In fact Schmidt theorem says that:

For any vector v in the tensor product , there exist orthonormal sets u and v ...

this means that the two orthonormal sets are in general different for any different vector v; in other words they depend on the choice of v, but there are no fixed orthonormal sets which can be used for every vector v.

In the case of eq. 42 the orthonormal sets is chosen with eigenvectors of the operator A corresponding to the quantity to be measured; so this orhonormal sets does not depend on the vector v, i.e. the wave function of the electron.

 

[Demystifier]

I have explained the reason why eq.42 is wrong and you have raised no counter arguments; you have only said that it is correct because someone else think it is correct, and this is not a valid argument.

I gave you some arguments, but you ignored them.

Let me also note that Eq. (42) plays an important role in decoherence theory, which, by the way, is an observational fact. If you don't know about decoherence, see e.g.
http://xxx.lanl.gov/pdf/quant-ph/0312059 [Rev.Mod.Phys.76:1267-1305,2004]
which is published in a VERY respectable journal, and has MANY citations. Pay particular attention to Eq. (2.1).

 

[Demystifier]

In the case of eq. 42 the orthonormal sets is chosen with eigenvectors of the operator A corresponding to the quantity to be measured; so this orhonormal sets does not depend on the vector v, i.e. the wave function of the electron.

But in (42) v does not need to be the wave function of the electron before the measurement. Instead, v_i are BASIS states in which the wave function of the electron before the measurement can be expanded.

 

[Demystifier]

Maybe I am missing something, but isn't equation (42) just the Schmidt decomposition?

http://en.wikipedia.org/wiki/Schmidt_decomposition

Yes, Eq. (42) is the Schmidt decomposition.

 

[Demystifier]

Since in real measurements the eigenfunctions of the electron momentum are not eigenfunctions of the interaction hamiltonian, the value of c_q(t=0) is different from c_q(t), which means that the two probabilities are different.
In other words, the de-broglie bohm theory does not reproduce the standard quantum mechanics results (as it is said also in eq. 39). Since experiments confirm standard quantum mechanics, this is again sufficent to prove that both "quantum theory of measurement" and hidden variable theories are wrong.

This, of course, is wrong, but if you are convinced that it is right, don't waste your time with us. Publish your new important result in a respectable journal, which will make you famous; you will destroy Bohmian interpretation, many-world interpretation, and theory of decoherence at once.

 

[andreab1987]

Yes, Eq. (42) is the Schmidt decomposition.

It evident that you do not understand what you are writing, since in the appendix it is written explicitly that the eigenvectors are eigenfunctions of the operator A; hence eq. 42 cannot be the Schmidt decomposition.

 

[andreab1987]

I gave you some arguments, but you ignored them.
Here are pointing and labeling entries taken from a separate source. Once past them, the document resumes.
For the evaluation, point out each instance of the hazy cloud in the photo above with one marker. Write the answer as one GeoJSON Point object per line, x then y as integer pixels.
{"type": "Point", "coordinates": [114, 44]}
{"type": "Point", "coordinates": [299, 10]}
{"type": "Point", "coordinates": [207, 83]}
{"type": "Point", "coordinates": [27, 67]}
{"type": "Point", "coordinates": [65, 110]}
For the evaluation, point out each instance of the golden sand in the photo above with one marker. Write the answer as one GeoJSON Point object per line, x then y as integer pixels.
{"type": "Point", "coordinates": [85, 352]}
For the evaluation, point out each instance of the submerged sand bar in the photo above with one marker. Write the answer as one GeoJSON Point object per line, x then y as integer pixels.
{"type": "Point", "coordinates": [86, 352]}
Let me also note that Eq. (42) plays an important role in decoherence theory, which, by the way, is an observational fact. If you don't know about decoherence, see e.g.
http://xxx.lanl.gov/pdf/quant-ph/0312059 [Rev.Mod.Phys.76:1267-1305,2004]
which is published in a VERY respectable journal, and has MANY citations. Pay particular attention to Eq. (2.1).

You have given no arguments before and you are given no arguments now. You are only quoting some sources. It is well known that there are many people who do not accept standard quantum theory, in spite of its extraordinary experiemental evidences; these peoplea try to develope alternative theories, but this does not prove that their theories are correct.
Actually, from what I have seen, they are certainly wrong.

 

[andreab1987]

But in (42) v does not need to be the wave function of the electron before the measurement. Instead, v_i are BASIS states in which the wave function of the electron before the measurement can be expanded.

Nonsense

 

[andreab1987]

This, of course, is wrong, but if you are convinced that it is right, don't waste your time with us. Publish your new important result in a respectable journal, which will make you famous; you will destroy Bohmian interpretation, many-world interpretation, and theory of decoherence at once.
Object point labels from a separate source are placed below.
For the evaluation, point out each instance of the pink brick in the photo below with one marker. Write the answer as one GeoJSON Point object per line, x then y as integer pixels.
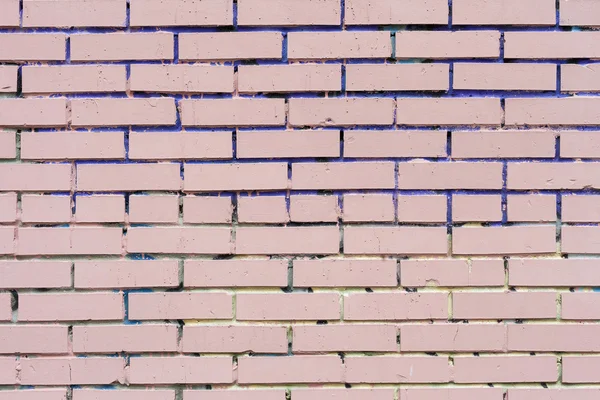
{"type": "Point", "coordinates": [287, 240]}
{"type": "Point", "coordinates": [506, 305]}
{"type": "Point", "coordinates": [333, 45]}
{"type": "Point", "coordinates": [397, 369]}
{"type": "Point", "coordinates": [177, 13]}
{"type": "Point", "coordinates": [235, 273]}
{"type": "Point", "coordinates": [448, 273]}
{"type": "Point", "coordinates": [179, 240]}
{"type": "Point", "coordinates": [74, 78]}
{"type": "Point", "coordinates": [188, 305]}
{"type": "Point", "coordinates": [453, 338]}
{"type": "Point", "coordinates": [72, 145]}
{"type": "Point", "coordinates": [288, 144]}
{"type": "Point", "coordinates": [505, 369]}
{"type": "Point", "coordinates": [343, 175]}
{"type": "Point", "coordinates": [122, 46]}
{"type": "Point", "coordinates": [73, 13]}
{"type": "Point", "coordinates": [287, 306]}
{"type": "Point", "coordinates": [289, 12]}
{"type": "Point", "coordinates": [98, 306]}
{"type": "Point", "coordinates": [345, 273]}
{"type": "Point", "coordinates": [154, 208]}
{"type": "Point", "coordinates": [314, 208]}
{"type": "Point", "coordinates": [100, 208]}
{"type": "Point", "coordinates": [289, 78]}
{"type": "Point", "coordinates": [340, 111]}
{"type": "Point", "coordinates": [377, 144]}
{"type": "Point", "coordinates": [126, 274]}
{"type": "Point", "coordinates": [395, 306]}
{"type": "Point", "coordinates": [372, 77]}
{"type": "Point", "coordinates": [230, 46]}
{"type": "Point", "coordinates": [296, 369]}
{"type": "Point", "coordinates": [35, 274]}
{"type": "Point", "coordinates": [263, 209]}
{"type": "Point", "coordinates": [330, 338]}
{"type": "Point", "coordinates": [124, 338]}
{"type": "Point", "coordinates": [181, 370]}
{"type": "Point", "coordinates": [78, 240]}
{"type": "Point", "coordinates": [207, 210]}
{"type": "Point", "coordinates": [467, 208]}
{"type": "Point", "coordinates": [234, 339]}
{"type": "Point", "coordinates": [181, 78]}
{"type": "Point", "coordinates": [72, 371]}
{"type": "Point", "coordinates": [395, 240]}
{"type": "Point", "coordinates": [45, 209]}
You seem not to understand that pratically all physicists use only standard quantum mechanics and consider hidden variables, bohemian mechanics, dechoerence, many worlds only as phylosofical speculations, and not as scientific theories.
I came here with sincere interest to understand if there was something good in hidden variables theories, but I have understood that such theories are totally inconsistent and based on serious mistakes.

 

[Demystifier]

You seem not to understand that pratically all physicists use only standard quantum mechanics and consider hidden variables, bohemian mechanics, dechoerence, many worlds only as phylosofical speculations, and not as scientific theories.

Decoherence is an experimental fact!

 

[comote]

No it isn't.

In fact Schmidt theorem says that:

For any vector v in the tensor product , there exist orthonormal sets u and v ...

this means that the two orthonormal sets are in general different for any different vector v; in other words they depend on the choice of v, but there are no fixed orthonormal sets which can be used for every vector v.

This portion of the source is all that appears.